Best Practices for Optimizing Big Data Performance on vSphere 6

A performance study is available that shows how to best deploy and configure vSphere for Big Data applications such as Hadoop and Spark. Hardware, software, and vSphere configuration parameters are documented, as well as tuning parameters for the operating system, Hadoop, and Spark.

We tested the best practices on a Dell 12-server cluster, with Hadoop installed on vSphere and on bare metal. We ran, on the cluster, workloads for both Hadoop (TeraSort and TestDFSIO) and Spark (Support Vector Machines and Logistic Regression). The virtualized cluster outperformed the bare metal cluster by 5-10% for all MapReduce and Spark workloads with the exception of one Spark workload, which ran at parity. All workloads showed excellent scaling from 5 to 10 worker servers and from smaller to larger dataset sizes.

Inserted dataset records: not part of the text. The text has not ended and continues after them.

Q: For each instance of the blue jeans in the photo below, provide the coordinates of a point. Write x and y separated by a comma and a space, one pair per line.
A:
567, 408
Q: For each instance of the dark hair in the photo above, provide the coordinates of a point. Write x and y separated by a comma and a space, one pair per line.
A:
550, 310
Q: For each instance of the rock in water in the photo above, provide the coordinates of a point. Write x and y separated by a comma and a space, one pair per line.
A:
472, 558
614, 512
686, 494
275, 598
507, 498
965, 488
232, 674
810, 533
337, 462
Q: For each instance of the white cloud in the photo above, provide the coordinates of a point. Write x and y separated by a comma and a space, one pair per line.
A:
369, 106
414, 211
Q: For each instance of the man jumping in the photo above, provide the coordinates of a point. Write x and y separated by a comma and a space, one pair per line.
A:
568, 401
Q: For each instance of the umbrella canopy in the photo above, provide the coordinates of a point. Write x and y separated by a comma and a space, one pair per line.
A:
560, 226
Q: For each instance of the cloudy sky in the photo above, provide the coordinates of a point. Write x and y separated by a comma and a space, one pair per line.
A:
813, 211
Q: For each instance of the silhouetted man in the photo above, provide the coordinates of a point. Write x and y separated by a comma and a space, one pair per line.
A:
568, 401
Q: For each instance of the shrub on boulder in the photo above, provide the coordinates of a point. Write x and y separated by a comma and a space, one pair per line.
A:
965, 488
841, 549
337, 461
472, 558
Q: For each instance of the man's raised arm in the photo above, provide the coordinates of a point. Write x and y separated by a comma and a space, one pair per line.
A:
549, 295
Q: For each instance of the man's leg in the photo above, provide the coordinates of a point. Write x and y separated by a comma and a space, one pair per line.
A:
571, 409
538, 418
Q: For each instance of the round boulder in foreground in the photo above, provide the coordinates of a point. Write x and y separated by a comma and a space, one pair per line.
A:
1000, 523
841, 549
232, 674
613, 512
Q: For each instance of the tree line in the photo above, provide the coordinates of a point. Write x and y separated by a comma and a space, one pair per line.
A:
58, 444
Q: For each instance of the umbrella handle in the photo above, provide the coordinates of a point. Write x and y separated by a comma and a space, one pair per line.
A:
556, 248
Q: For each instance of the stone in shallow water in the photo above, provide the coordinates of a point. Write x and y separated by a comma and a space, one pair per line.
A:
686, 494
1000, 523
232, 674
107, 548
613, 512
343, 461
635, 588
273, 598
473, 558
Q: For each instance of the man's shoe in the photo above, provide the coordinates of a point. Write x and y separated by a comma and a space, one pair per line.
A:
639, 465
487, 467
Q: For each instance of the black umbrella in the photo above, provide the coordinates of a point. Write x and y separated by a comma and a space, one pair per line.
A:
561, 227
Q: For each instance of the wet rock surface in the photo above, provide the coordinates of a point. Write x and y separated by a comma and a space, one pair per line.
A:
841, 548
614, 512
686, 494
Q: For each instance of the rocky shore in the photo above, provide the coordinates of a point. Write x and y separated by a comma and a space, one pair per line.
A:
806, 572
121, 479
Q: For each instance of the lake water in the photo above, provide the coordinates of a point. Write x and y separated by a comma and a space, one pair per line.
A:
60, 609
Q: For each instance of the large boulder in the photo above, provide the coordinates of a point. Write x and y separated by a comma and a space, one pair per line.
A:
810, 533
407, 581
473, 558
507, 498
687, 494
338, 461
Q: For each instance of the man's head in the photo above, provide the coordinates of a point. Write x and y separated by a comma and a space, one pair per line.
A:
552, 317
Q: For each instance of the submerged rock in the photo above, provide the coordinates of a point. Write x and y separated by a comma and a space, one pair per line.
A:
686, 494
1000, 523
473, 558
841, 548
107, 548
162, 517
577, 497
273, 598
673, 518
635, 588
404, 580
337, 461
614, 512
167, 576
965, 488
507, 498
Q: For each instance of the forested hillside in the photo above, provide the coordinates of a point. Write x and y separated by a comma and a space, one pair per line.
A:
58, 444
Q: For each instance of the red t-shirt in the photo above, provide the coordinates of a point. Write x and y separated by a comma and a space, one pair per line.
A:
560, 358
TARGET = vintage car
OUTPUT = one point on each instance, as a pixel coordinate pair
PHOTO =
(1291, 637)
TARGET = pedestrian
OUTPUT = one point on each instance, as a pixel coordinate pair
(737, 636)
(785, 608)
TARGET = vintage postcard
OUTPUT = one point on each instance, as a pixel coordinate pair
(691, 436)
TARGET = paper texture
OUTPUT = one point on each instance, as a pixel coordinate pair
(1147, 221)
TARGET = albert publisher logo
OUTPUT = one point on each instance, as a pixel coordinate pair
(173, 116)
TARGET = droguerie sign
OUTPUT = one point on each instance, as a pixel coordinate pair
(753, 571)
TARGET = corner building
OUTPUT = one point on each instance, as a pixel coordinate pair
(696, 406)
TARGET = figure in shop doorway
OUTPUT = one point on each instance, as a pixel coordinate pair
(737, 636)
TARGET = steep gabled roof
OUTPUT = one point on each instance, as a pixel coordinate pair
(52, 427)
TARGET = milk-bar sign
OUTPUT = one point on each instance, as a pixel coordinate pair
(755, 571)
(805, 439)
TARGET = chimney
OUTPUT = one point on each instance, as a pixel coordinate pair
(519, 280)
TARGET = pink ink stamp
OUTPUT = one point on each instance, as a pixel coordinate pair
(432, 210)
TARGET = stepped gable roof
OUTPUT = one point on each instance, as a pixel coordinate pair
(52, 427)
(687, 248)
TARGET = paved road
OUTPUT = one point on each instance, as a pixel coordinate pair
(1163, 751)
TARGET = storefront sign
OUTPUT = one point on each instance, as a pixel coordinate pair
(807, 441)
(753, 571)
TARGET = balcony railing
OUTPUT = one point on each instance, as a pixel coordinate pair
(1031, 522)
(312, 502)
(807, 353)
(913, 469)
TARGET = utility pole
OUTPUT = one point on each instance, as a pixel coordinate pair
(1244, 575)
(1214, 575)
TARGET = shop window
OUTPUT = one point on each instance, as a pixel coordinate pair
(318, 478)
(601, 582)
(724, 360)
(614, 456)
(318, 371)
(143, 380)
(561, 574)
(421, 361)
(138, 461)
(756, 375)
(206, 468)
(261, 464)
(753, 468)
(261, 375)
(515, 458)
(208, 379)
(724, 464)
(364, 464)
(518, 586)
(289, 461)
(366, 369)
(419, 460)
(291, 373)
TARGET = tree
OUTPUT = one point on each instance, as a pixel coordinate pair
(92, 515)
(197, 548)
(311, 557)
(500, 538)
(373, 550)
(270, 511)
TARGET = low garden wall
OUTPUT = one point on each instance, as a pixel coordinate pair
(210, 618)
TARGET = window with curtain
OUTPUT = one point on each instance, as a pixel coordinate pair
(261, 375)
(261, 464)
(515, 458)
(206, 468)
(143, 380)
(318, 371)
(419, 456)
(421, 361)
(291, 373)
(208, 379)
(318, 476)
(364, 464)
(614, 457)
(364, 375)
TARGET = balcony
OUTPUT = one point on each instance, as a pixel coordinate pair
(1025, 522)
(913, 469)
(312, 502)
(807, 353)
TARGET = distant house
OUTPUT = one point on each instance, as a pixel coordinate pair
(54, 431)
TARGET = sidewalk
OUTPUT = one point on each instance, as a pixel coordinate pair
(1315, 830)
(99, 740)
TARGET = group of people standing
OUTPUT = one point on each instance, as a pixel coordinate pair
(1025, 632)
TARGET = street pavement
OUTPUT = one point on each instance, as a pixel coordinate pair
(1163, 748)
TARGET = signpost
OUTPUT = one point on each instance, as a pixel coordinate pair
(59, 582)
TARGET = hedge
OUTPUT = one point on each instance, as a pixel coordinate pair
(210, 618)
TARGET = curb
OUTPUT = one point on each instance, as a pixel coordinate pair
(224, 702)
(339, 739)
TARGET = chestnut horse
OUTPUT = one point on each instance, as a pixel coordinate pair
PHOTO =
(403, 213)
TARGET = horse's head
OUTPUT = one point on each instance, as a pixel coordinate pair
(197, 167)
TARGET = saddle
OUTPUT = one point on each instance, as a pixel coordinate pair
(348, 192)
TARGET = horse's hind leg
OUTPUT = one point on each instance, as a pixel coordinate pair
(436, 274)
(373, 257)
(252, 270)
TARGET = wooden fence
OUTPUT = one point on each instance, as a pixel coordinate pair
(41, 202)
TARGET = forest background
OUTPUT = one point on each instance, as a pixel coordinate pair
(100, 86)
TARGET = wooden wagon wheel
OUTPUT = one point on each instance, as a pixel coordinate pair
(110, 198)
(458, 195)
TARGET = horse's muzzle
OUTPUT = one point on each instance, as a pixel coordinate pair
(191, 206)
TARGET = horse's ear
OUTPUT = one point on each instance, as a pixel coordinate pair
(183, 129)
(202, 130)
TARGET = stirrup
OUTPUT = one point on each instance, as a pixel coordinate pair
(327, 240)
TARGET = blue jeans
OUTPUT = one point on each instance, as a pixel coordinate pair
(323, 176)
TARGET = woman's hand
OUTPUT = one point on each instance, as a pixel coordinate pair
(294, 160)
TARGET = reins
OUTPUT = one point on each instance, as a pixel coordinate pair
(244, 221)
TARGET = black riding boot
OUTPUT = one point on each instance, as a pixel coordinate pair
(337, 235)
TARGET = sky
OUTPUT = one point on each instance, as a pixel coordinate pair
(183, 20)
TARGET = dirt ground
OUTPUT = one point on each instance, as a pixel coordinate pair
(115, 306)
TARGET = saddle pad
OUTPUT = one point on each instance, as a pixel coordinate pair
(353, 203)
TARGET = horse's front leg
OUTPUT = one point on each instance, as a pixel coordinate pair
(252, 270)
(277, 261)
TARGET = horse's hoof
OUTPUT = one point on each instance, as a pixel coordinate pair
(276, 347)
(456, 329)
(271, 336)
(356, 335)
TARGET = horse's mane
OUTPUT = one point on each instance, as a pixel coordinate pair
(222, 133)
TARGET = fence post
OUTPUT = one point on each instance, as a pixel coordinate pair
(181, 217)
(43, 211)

Here are the results for the TeraSort suite:

TeraSort Suite Performance

And for Spark Support Vector Machines:

Spark Support Vector Machine Performance

Here are the best practices cited in this paper:

  • Reserve about 5-6% of total server memory for ESXi; use the remainder for the virtual machines.
  • Create 1 or more virtual machines per NUMA node.
  • Limit the number of disks per DataNode to maximize the utilization of each disk – 4 to 6 is a good starting point.
  • Use eager-zeroed thick VMDKs along with the ext4 filesystem inside the guest.
  • Use the VMware Paravirtual SCSI (pvscsi) adapter for disk controllers; use all 4 virtual SCSI controllers available in vSphere 6.0.
  • Use the vmxnet3 network driver; configure virtual switches with MTU=9000 for jumbo frames.
  • Configure the guest operating system for Hadoop performance including enabling jumbo IP frames, reducing swappiness, and disabling transparent hugepage compaction.
  • Place Hadoop controller roles, ZooKeeper, and journal nodes on 3 virtual machines for optimum performance and to enable high availability.
  • Dedicate the worker nodes to run only the HDFS DataNode, YARN NodeManager, and Spark Executor roles.
  • Use the Hadoop rack awareness feature to place virtual machines belonging to the same physical host in the same rack for optimized HDFS block placement.
  • Run the Hive Metastore in a separate database.
  • Set the Yarn cluster container memory and vcores to slightly overcommit both resources.
  • Adjust the task memory and vcore requirement to optimize the number of maps and reduces for each application.

All details are in the paper, Big Data Performance on vSphere 6: Best Practices for Optimizing Virtualized Big Data Applications.